Reading progress update: I've read 465 out of 672 pages.

Stalin: The Court of the Red Tsar - Simon Sebag Montefiore

Despite studying modern history for years, in particular, the Soviet Union, it still amazes me that the Red Army took such heavy losses to the Wehrmacht and they still couldn't finish the job.

 

Millions of dead soldiers, thousands of tanks and aircraft destroyed, underpinned by amateur generals in Stalin's inner circle, some who as late as 1940 were still expounding the strengths of the horse over the tank, seen as a flash in the pan. 

 

It makes me wonder if the Wehrmacht would have gotten as far as they did if Stalin hadn't ignored the overwhelming intelligence that Hitler was planning to invade and mobilised his army sooner.
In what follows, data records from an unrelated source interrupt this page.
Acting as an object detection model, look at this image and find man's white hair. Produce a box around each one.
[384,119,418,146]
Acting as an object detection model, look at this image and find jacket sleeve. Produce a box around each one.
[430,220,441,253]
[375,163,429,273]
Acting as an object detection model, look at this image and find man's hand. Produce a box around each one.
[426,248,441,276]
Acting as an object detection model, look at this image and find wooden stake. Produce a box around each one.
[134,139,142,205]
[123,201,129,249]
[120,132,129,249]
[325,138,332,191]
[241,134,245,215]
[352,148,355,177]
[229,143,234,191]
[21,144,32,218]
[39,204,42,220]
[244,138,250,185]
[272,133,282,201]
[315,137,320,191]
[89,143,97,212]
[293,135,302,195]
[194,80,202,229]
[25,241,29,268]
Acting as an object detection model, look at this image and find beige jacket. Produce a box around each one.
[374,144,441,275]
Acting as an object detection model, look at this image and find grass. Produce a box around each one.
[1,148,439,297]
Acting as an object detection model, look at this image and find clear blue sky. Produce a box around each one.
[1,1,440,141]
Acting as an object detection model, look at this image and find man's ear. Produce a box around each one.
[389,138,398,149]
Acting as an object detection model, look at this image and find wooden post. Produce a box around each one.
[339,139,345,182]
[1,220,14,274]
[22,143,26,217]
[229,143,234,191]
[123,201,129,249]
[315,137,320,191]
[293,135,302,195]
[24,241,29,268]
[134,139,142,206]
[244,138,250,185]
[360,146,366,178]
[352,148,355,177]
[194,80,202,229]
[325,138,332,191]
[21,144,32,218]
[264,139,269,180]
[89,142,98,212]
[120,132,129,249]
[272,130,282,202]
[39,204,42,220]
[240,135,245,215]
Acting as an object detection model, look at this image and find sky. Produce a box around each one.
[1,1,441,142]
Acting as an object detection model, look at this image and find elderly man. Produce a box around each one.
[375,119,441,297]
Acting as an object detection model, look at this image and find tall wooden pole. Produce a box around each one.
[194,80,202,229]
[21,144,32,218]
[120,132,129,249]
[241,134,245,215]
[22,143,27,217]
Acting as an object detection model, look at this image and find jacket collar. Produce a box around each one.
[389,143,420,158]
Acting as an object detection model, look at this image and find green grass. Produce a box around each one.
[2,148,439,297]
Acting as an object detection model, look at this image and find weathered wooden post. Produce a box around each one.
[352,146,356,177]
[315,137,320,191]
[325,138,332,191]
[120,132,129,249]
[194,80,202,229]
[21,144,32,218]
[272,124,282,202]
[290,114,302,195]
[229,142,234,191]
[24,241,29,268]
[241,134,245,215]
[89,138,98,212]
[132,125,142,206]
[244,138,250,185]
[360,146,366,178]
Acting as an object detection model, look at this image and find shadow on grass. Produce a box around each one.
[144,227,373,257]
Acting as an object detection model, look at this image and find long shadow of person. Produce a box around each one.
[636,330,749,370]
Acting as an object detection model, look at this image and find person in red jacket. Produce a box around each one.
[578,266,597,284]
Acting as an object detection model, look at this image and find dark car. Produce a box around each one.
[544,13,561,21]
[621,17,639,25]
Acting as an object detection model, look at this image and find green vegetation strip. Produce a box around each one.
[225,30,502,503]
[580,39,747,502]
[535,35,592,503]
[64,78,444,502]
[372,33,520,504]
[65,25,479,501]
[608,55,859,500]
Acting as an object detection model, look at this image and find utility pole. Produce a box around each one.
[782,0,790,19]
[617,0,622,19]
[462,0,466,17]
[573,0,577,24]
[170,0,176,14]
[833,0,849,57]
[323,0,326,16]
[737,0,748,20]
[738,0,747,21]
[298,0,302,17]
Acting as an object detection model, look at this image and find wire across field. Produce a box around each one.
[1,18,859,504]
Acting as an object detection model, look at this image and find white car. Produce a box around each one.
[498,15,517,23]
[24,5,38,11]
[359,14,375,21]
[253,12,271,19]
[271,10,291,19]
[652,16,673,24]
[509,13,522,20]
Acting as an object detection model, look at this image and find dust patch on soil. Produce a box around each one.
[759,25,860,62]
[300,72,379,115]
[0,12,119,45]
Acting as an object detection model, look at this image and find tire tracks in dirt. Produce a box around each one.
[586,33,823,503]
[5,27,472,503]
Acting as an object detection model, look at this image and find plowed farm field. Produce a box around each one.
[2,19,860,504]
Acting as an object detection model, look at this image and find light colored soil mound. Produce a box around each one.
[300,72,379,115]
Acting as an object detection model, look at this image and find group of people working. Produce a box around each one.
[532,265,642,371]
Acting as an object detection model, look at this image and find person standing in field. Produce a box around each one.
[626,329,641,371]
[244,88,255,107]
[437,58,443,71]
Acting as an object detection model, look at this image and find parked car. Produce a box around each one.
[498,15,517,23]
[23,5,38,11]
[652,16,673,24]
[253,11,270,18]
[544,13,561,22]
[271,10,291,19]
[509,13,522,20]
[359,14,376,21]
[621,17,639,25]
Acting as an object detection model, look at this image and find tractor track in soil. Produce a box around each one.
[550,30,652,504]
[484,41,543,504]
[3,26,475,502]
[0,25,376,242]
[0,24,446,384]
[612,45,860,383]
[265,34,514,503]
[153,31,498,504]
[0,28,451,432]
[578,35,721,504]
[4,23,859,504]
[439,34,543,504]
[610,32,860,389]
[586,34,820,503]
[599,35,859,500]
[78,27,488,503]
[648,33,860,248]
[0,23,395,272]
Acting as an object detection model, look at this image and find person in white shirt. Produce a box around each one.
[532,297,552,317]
If he hadn't purged his upper echelon of the more forward thinking, sensible generals and replaced them with amateurs. 

 

When i read this stuff I always struggle to come to terms with the savagery of the Nazis & Soviets. It seems surreal to think that this was only 80 or so years ago. The scale of the destruction of WW2 and the disregard for human life. It's a struggle to put into words, but at times I feel like the world of the 1930s/40s is like a society on a distant planet rather than our own. 

 

The age of extremes as Hobsbawm put it.